Dans l’Eglise et dans la société, de plus en plus de personnes découvrent la sagesse des pauvres. Il ne s’agit pas seulement de leur faire du bien, mais d’apprendre d’eux, de découvrir et d’honorer les dons qu’ils peuvent faire à travers et dans une relation amicale avec eux. N’est-ce pas le message du père Joseph Wresinski et du mouvement ATD Quart Monde ? Dans son livre Les pauvres sont l’Eglise, le père Joseph exprime bien cette réalité : s’approcher des pauvres nous transforme.

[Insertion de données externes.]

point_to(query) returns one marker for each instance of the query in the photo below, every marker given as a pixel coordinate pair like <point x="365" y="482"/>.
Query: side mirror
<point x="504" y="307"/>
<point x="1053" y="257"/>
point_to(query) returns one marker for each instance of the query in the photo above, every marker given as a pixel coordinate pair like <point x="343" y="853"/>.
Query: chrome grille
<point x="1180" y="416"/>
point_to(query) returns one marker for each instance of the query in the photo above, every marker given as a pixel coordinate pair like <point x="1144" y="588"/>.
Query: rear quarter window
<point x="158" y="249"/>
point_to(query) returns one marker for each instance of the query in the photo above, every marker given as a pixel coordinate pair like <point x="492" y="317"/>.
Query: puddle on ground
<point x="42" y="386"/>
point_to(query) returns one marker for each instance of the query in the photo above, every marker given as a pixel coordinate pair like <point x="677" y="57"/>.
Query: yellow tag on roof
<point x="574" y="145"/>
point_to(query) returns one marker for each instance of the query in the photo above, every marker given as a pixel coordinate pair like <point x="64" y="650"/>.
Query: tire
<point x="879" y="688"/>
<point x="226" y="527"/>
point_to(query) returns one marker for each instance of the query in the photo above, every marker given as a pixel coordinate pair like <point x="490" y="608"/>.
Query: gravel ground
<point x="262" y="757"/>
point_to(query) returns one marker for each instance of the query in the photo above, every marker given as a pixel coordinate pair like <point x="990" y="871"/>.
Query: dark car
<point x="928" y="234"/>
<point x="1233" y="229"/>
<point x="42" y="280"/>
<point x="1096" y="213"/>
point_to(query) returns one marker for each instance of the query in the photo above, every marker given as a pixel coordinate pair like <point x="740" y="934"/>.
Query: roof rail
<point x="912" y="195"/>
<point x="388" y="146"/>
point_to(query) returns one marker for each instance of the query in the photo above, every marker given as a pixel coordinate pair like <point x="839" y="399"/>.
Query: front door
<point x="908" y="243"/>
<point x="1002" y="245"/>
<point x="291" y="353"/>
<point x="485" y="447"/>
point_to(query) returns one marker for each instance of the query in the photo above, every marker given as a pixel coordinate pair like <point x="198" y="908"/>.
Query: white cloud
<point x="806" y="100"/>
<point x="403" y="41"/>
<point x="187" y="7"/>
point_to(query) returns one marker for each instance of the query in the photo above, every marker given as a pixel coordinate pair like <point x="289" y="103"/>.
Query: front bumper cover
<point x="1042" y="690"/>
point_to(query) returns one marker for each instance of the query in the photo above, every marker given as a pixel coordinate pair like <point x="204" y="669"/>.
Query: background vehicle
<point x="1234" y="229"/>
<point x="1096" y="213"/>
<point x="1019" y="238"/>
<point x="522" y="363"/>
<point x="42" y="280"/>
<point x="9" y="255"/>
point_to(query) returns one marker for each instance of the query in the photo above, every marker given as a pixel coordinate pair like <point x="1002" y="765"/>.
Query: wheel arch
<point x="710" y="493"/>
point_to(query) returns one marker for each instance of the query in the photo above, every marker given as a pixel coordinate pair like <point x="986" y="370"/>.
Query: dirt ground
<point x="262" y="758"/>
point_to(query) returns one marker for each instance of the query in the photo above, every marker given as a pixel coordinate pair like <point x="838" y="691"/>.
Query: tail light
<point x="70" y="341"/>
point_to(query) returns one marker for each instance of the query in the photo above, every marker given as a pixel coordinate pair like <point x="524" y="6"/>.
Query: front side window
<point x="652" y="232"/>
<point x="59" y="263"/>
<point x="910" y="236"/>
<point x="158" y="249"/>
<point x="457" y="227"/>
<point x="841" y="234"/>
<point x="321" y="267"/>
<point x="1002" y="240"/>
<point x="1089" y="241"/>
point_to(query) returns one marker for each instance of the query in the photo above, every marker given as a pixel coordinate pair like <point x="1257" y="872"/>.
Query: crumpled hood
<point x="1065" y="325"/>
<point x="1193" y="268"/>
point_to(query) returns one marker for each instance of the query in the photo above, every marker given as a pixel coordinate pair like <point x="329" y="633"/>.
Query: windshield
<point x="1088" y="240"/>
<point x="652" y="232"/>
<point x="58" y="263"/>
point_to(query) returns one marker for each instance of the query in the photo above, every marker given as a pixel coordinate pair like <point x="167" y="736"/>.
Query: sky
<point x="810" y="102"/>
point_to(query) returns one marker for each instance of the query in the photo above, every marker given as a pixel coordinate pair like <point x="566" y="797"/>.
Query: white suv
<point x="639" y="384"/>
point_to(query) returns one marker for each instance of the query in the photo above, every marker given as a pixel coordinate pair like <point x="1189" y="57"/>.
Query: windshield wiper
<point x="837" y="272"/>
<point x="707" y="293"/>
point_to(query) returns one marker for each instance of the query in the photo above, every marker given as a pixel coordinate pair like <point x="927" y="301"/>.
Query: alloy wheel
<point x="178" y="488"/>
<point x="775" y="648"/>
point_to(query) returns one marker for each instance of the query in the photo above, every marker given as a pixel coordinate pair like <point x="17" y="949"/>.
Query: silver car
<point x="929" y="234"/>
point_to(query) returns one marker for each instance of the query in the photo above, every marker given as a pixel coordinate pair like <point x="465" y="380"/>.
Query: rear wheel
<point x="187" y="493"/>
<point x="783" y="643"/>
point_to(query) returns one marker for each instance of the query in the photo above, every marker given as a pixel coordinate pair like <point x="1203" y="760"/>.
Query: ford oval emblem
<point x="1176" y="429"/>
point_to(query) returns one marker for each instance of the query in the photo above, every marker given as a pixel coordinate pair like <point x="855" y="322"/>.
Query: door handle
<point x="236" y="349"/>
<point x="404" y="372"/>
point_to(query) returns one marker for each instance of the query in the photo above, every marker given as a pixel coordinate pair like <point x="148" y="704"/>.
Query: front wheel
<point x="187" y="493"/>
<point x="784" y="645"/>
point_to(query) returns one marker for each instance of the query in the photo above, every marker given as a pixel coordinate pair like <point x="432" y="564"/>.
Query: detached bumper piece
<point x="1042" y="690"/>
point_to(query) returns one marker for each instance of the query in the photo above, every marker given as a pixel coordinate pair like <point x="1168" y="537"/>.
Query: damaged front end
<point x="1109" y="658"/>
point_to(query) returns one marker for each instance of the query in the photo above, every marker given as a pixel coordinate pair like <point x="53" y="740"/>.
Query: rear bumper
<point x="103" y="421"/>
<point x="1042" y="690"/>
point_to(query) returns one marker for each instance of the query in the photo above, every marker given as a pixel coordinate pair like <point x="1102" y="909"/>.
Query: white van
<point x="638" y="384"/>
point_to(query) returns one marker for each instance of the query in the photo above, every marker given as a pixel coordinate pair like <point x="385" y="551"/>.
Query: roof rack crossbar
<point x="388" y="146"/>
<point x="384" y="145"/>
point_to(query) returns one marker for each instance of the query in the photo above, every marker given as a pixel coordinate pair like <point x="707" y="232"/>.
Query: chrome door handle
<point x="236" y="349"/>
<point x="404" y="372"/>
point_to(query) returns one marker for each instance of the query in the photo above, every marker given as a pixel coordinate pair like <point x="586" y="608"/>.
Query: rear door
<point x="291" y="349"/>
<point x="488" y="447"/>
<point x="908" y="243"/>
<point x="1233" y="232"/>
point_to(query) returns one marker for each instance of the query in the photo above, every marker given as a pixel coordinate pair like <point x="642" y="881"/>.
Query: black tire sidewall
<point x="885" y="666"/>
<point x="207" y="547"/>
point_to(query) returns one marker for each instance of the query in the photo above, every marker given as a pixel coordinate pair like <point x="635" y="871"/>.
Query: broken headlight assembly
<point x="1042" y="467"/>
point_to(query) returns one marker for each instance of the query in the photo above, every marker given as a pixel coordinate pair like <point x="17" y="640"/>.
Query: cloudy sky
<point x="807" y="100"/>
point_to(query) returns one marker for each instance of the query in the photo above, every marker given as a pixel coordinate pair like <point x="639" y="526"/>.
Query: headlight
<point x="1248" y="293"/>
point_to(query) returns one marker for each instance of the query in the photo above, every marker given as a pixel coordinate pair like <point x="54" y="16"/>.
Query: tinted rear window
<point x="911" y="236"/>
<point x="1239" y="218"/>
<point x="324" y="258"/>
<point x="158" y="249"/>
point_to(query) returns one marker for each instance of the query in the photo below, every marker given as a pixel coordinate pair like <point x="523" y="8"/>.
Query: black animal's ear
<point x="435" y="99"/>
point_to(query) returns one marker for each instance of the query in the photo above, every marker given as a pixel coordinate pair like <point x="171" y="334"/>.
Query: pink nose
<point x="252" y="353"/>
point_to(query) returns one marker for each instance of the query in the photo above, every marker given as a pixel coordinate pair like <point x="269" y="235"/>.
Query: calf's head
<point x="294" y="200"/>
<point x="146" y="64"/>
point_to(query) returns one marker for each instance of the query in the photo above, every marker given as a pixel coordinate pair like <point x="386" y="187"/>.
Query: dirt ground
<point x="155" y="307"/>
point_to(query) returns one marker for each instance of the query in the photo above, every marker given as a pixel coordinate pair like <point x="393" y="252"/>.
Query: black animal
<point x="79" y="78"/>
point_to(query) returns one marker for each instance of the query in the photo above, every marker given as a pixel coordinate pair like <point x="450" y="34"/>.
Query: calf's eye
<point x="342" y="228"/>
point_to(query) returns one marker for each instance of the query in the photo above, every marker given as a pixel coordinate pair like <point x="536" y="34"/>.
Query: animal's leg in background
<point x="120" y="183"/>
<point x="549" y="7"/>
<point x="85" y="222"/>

C’est aussi le message de tous ceux qui œuvrent dans les soins palliatifs en accompagnant des personnes en fin de vie. N’est-ce pas le message de tous ceux qui écoutent les enfants parlant avec tant de simplicité de leur amour de Jésus ? N’est-ce pas le message de l’Arche et de Foi et lumière ?

Je suis frappé lorsque je lis qu’il y a plus d’un milliard de catholiques et plus de deux milliards de chrétiens dans le monde, qui devrait alors être un lieu magnifique où vivre ! Mais tel n’est pas le cas. Aussi devons-nous au moins nous poser ces questions : comment se fait-il que notre monde ne soit pas plus humain ? La foi a-t-elle pénétré les corps et les cœurs ?

Par un repli identitaire, l’Eglise ne risque-t-elle pas de s’enfermer dans une ritualisation ? Sans la transformation réelle et profonde de nos cœurs, la foi ne change rien à la vie, elle n’engendre pas une vision nouvelle ni un monde nouveau. Cette transformation par la rencontre du pauvre et des personnes vulnérables est à la fois mystique, sociale et profondément humaine. Il nous faut penser une nouvelle sagesse, de nouvelles façons de vivre à partir de cette expérience.

[1] Jean Vanier, Les signes des temps à la lumière de Vatican II, Paris, Albin Michel, 2012, p. 136-138.